Der junge Student Ulrich und die vierzehnjährige Ilse plünderten einen einsamen Waldkirschbaum. Der stattliche Kandidat Gangolf ging mit Mutter und Tochter voraus, behielt aber neckend das üppige Dienstmädchen im Auge, das den schweren Eßkorb schleppte; und in beträchtlicher Entfernung schlossen den Zug der kränkliche Hausherr und der etwas hinkende, lange Bibliothekar aus Gießen, der heute zufällig hier hereingeschneit war und mit seinem blonden, langmähnigen Kopf ziemlich fremdartig um sich schaute.

Drüben sah man die Gebäude der Wartburg im heitren Mittagslicht, wie sie sich damals in den Jahren nach Leipzig und Waterloo darstellten, gleichsam als Kulturstätte noch unentdeckt für die deutsche Menschheit und nicht viel mehr als ein altes Bauwerk mit schön erhalten gebliebenem Pallas und einem Aussichtsturm an der hinteren Seite. Man befand sich auf dem Waldwege nach Mosbach zu und strebte nach der Hohen Sonne. Die beiden Nachzügler blieben oftmals stehen und schauten aus ihren ernsten Gesprächen hinaus in das herrliche Bergland, ohne jedoch Einzelheiten deutlich wahrzunehmen. Wald, überall Wald und frische Windbewegung!

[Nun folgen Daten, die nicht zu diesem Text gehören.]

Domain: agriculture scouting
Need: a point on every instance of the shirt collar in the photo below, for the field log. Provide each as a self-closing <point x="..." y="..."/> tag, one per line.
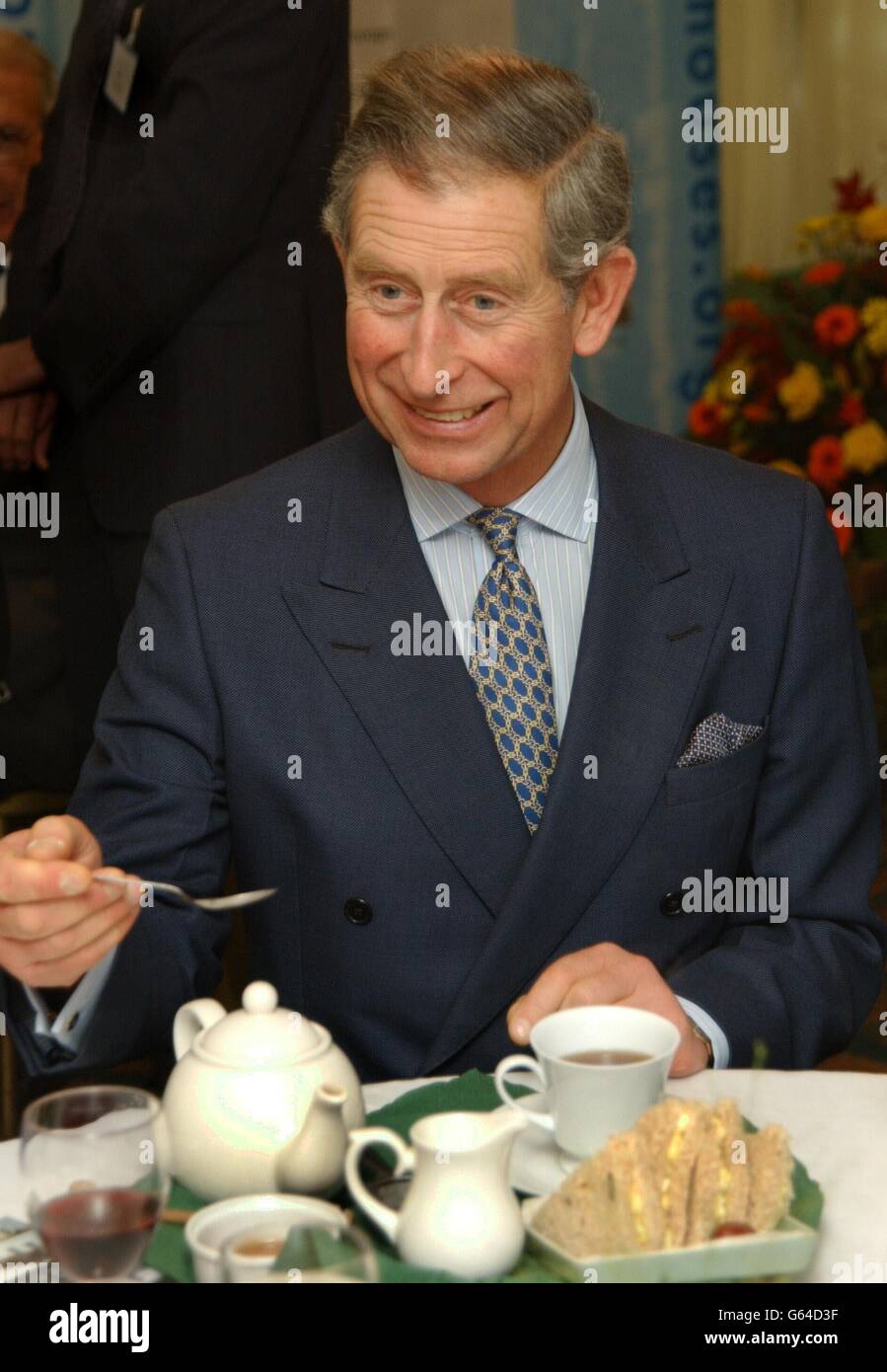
<point x="556" y="501"/>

“Ich habe heute meinen guten Tag”, sagte der alte Herr Schattenmann aufgeräumt zu seinem bedeutend jüngeren Begleiter, “und kann mich ein wenig weiter wagen. Aber sonst, was soll ich viel klagen? Ich bin nur noch altes Eisen! Verstehen Sie? Nichts mehr wert! Und auch wenn ich noch was in der Welt taugte – meinen Sie etwa, daß ich mit dieser lachenden Menschheit irgend etwas anzufangen wüßte? Nichts! Ich unterscheide mich schroff vom ganzen Menschengeschlecht der Gegenwart. Diese alle –” er machte eine Handbewegung, als umfaßte er damit auch den vorderen Teil der Gesellschaft – “wissen nichts von der Tragik der Menschheit, die uns allen eingeboren ist. In dieser Grunderkenntnis bin ich zum Verzweifeln einsam … Das heißt: zum Verzweifeln? Nein. Mein Erdengeschäft ist aus. Ich habe mich an diesen Zustand gewöhnt und erwarte nichts mehr von meinen Mitmenschen. Meine Erdenprüfung habe ich durchgemacht und kann nun bald in die Ewigkeit abfahren … Sehen Sie, Napoleon ist geschlagen, wir haben wieder friedliche Verhältnisse in unserem unordentlich gewordenen Europa – und nun? Was geschieht nun? Die übelste Reaktion setzt ein! Nur wieder hinein in den üblichen dumpfen Druck und in die abgelebte Staatsauffassung! Auf daß es dir wohl gehe und du lange lebest auf Erden! Das genügt diesen erbärmlichen Tröpfen. Wer fragt nach dem tieferen Sinn der Welt? Man gehorcht ja dem Staat und frohnt geduldig. Das ist die übliche stumpfsinnige Alltagslehre. Verflucht bequeme Bande!”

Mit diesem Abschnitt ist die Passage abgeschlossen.